It was in 1999 when "The Rocket" landed in New York and found himself in pinstripes. During his time as a Yankee, he accomplished a plethora of feats. He won his first World Series on Oct. 27, 1999, won another ring on Oct. 26, 2000, and won his sixth Cy Young award in 2001, going 20-3 and leading the league in ERA with 2.65.
Clemens also won his 300th game and recorded his 4,000th career strikeout on the same night, June 13, 2003 against the St. Louis Cardinals in front of the Yankee fans in the Bronx. On top of all his accolades as a Yankee, Clemens has appeared in two All-Star games in pinstripes, and even started the game for the American League in 2001's mid-summer classic.
After his so-called "retirement" at the conclusion of the 2003 campaign, Clemens shocked the Yankees by signing with the Houston Astros, where he played for the 2004-2006 campaigns.
Finally in 2007, the Yankees lured him back, and he responded from George Steinbrenner's luxury booth on May 6, 2007. "They came and got me out of Texas...I'll be talking to you real soon," he said to the capacity crowd at the Stadium. Clemens made his return on June 10, 2007, defeating the Pittsburgh Pirates at home.
At the end of the 2007 season, Clemens did not find himself with a World Series ring, but with a 6-6 record and an elevated 4.18 ERA...and found himself in a bind.
Allegations came out in MLB's Mitchell Report in Dec. 2007 claiming that Clemens used anabolic steroids, was injected by his trainer Brian McNamee, and had been using steroids during the 1998, 2000, and 2001 seasons. Practically overnight, Clemens's spotless, future Hall of Fame resume went right down the tube.
Clemens denied the allegations vehemently. In Jan. of 2008, Clemens appeared on the show 60 Minutes and spoke to host Mike Wallace in an interview. In the interview, he stated that his success in the game of baseball came from hard work, not steroids.
The next month, Clemens and McNamee appeared before a Congressional Committee. Clemens swore under oath that he did not take steroids or HGH. Clemens and McNamee nearly split the committee in half. Some representatives believed Clemens was a liar, and the others felt McNamee was lying.

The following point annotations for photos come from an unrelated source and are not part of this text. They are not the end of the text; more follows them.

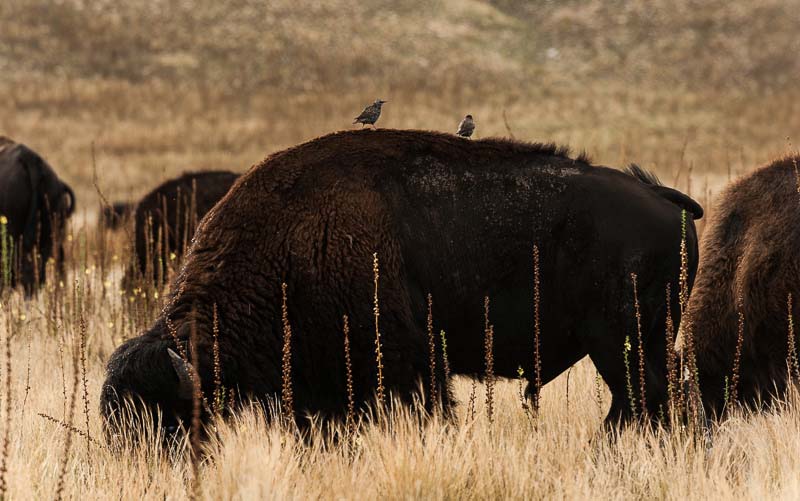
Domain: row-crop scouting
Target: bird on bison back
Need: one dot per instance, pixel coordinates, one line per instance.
(371, 114)
(36, 205)
(749, 264)
(454, 219)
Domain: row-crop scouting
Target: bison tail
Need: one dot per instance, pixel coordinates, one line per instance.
(681, 200)
(71, 195)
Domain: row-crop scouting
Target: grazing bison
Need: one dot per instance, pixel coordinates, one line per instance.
(447, 216)
(749, 248)
(181, 202)
(36, 203)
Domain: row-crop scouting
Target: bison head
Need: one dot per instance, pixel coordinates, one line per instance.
(148, 386)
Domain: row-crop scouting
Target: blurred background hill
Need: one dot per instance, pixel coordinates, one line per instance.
(706, 88)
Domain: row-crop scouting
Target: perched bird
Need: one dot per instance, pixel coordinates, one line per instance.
(370, 114)
(466, 127)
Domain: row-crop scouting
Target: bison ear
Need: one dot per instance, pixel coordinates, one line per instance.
(185, 372)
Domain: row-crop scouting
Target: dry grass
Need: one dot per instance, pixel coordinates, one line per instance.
(700, 91)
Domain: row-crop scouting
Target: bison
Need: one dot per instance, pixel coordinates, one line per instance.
(36, 204)
(179, 202)
(748, 265)
(445, 216)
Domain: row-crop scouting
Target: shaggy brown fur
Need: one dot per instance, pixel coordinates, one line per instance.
(182, 202)
(447, 216)
(752, 241)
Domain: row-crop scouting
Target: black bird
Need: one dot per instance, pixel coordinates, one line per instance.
(466, 127)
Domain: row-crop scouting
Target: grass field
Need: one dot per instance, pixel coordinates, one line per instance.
(698, 91)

The questions that the fans and media still face to this day are, did Clemens take steroids? Did he cheat during some of his best years? The National Baseball Hall of Fame has banished Pete Rose for life because he bet on baseball. Will the Hall of Fame banish Clemens for his alleged steroid and HGH usage?
The answers: We may never know for sure. Clemens has said that he does not care what people believe anymore, he does not care about the Hall of Fame, and his numbers speak for themselves.

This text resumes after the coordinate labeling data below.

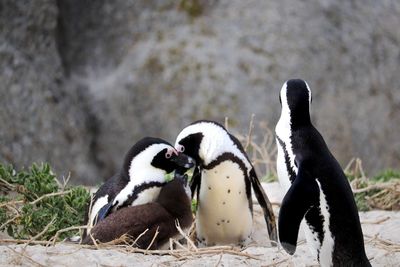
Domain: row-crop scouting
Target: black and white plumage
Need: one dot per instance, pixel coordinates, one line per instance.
(140, 179)
(222, 179)
(317, 188)
(141, 222)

If nobody else recognizes Clemens's accolades, would the Yankees step in and reward Clemens for his service? I would think there is a chance. It might not be for years and years, after time has healed Clemens's wounds.

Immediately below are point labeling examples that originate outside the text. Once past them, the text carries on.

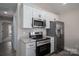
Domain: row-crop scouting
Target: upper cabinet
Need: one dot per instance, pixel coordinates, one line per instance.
(29, 12)
(36, 13)
(27, 16)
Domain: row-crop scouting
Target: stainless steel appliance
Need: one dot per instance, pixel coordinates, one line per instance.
(42, 44)
(57, 31)
(42, 47)
(38, 22)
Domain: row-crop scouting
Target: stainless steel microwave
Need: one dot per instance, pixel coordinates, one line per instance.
(38, 22)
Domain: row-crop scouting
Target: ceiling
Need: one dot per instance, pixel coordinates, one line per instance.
(10, 8)
(58, 8)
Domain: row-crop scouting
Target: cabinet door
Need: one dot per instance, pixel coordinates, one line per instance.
(27, 16)
(30, 49)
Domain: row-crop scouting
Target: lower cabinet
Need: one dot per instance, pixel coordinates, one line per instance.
(28, 49)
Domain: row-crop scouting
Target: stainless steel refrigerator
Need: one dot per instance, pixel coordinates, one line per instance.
(56, 30)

The Yankees are a classy organization, known for extending olive branches. The Yankees also believe in second chances. Yogi Berra, one of the most respected and beloved Yankees of all-time, had a falling out with Steinbrenner years ago. Despite their differences, they mended their fences and the Yankees welcomed him back with open arms.
Clemens played six years in the Bronx, and secured an 83-42 record while playing for the Yankees. Reggie Jackson, a Yankee for five years, had his number retired in monument park in 1993, some 12 years after he left the Bronx. Jackson however, has not been accused of steroid usage.
Paul O'Neill's number will most likely be retired. LaTroy Hawkins tried on the number 21 during the 2008 campaign, and the Yankee fans would not have it. No one else will be able to put on that number without the Yankee fans hounding them.
Bernie Williams' number will most likely be retired because of his faithful service, impressive numbers, and post-season home run count. 20, 21, or maybe even 22 years from now, will Clemens, the man who was once regarded as the greatest pitcher of our era, join them? Perhaps. Perhaps not.